Disco, 2005

Author: Markus Muntean / Adi Rosenblum

HDTV, edition 7/1. Sequence: 5´5´´, looped, 16:9.

“At the beginning we felt like we could change the world. But something happened, then something happened, then something happened because something else happened.
Yes, those days, those evenings when things happened, where there was no need to say anything, but to watch for something, unseen and unheard.
We traverse this earth shrouded by a great fog and we are not afraid of living or dying, because we were taught to live our lives in ignorant bliss.

We never know when we are sincere. Perhaps we never are.
And even if we are sincere about something today, tomorrow we may be sincere about it’s complete opposite.
And we know very well what that means, we know too well what it is to want nothing of what we do or say.
Yes, we know it all too well, we know we are just phantoms made of lies, shadows of illusions, and our life is hollow on both the outside and the inside.
And in the end we can no longer cope with the sadness, we shout in the night, all those black, black nights, and no one, no, no one hears".

This is a film inspired by The Raft of the Medusa, a painting by Géricault in 1819. Géricault's painting recreates the tragedy of the passengers on the Medusa that ran aground a reef near the African coast. The survivors tried to save themselves on a raft that was adrift. The pyramid of agonizing stretched figures on the improvised raft represents not only the struggle of a group in its desire to survive, but also the sentiment of a nation. The whole country was on that boat. Just 15 survivors from a crew of more than 140 saved themselves, and only 10 survived. The painting, at that time, was the description of a national tragedy and the reaction to this tragedy. This event caused tremendous shock in the discontented post-Napoleonic society.

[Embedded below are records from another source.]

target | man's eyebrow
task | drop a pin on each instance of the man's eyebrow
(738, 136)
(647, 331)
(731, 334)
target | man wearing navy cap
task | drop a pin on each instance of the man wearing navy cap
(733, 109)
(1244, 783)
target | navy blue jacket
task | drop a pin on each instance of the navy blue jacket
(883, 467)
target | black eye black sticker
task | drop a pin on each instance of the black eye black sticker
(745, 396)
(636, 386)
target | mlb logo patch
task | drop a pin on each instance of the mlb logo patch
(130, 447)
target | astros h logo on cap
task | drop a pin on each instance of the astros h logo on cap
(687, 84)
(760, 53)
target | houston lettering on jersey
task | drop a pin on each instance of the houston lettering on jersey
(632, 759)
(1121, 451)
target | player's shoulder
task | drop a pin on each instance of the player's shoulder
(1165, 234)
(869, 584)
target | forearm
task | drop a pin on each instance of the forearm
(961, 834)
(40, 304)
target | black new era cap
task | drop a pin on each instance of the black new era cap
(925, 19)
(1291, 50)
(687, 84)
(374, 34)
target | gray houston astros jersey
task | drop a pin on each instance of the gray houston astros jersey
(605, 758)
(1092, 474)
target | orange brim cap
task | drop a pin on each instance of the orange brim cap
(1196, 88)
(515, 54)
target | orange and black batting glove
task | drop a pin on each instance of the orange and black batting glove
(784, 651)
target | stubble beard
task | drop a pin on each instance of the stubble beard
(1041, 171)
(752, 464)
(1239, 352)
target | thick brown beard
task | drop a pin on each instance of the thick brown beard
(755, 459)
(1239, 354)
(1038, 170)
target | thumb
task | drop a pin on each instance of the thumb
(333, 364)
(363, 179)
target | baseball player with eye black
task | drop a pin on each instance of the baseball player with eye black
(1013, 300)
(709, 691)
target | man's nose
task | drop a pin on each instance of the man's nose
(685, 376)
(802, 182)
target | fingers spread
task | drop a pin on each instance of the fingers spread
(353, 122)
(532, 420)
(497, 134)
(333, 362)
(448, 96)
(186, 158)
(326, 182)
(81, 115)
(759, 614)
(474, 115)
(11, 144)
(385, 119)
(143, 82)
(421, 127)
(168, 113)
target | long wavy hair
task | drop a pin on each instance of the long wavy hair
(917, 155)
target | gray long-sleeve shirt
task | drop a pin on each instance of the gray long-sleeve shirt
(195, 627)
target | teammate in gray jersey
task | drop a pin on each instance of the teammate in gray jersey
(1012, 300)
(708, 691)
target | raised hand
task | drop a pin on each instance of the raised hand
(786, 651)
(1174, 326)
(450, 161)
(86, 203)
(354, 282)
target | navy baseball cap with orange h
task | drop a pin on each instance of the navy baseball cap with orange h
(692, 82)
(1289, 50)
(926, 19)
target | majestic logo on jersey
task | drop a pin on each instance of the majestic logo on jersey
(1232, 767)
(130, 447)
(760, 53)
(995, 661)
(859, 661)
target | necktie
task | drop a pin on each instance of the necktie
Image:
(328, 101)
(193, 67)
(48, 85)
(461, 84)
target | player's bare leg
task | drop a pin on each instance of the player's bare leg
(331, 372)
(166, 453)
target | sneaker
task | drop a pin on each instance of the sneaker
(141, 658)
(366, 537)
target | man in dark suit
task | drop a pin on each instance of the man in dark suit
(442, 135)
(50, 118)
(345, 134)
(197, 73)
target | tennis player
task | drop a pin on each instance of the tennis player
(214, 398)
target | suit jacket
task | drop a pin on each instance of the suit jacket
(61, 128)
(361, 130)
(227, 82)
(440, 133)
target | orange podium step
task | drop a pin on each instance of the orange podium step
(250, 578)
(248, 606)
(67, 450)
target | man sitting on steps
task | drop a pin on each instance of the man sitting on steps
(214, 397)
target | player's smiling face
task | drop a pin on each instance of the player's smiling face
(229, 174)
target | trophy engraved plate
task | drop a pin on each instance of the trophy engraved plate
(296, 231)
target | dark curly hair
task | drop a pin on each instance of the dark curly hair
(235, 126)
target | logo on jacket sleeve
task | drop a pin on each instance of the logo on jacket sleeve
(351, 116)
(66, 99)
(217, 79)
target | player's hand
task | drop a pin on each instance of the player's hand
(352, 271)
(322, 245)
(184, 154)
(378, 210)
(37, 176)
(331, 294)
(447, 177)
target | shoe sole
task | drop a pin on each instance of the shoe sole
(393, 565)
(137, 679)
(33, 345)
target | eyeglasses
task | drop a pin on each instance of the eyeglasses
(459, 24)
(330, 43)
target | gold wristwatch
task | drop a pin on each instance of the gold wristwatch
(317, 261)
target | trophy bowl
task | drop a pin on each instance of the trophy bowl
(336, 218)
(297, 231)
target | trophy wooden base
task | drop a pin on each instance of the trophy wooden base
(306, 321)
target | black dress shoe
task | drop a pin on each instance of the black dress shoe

Disco is filmed among the rubbish from a disco after a night of partying. Two figures move as they clean. The camera examines the cleaners, the dance floor, the mirrored disco ball, and the spectator begins to see, in the background, a group of people forming a pile of stylized bodies that is similar to the image of the Raft. They are the living leftovers from the experience of a close death and a certain disaster. The fact that in both Raft and Disco there are people with healthy bodies in the most disturbing circumstances, impregnates this work with a sense of achievement. Wavering between active resistance and docile pride, the voices of Haendel lead to the climactic finale.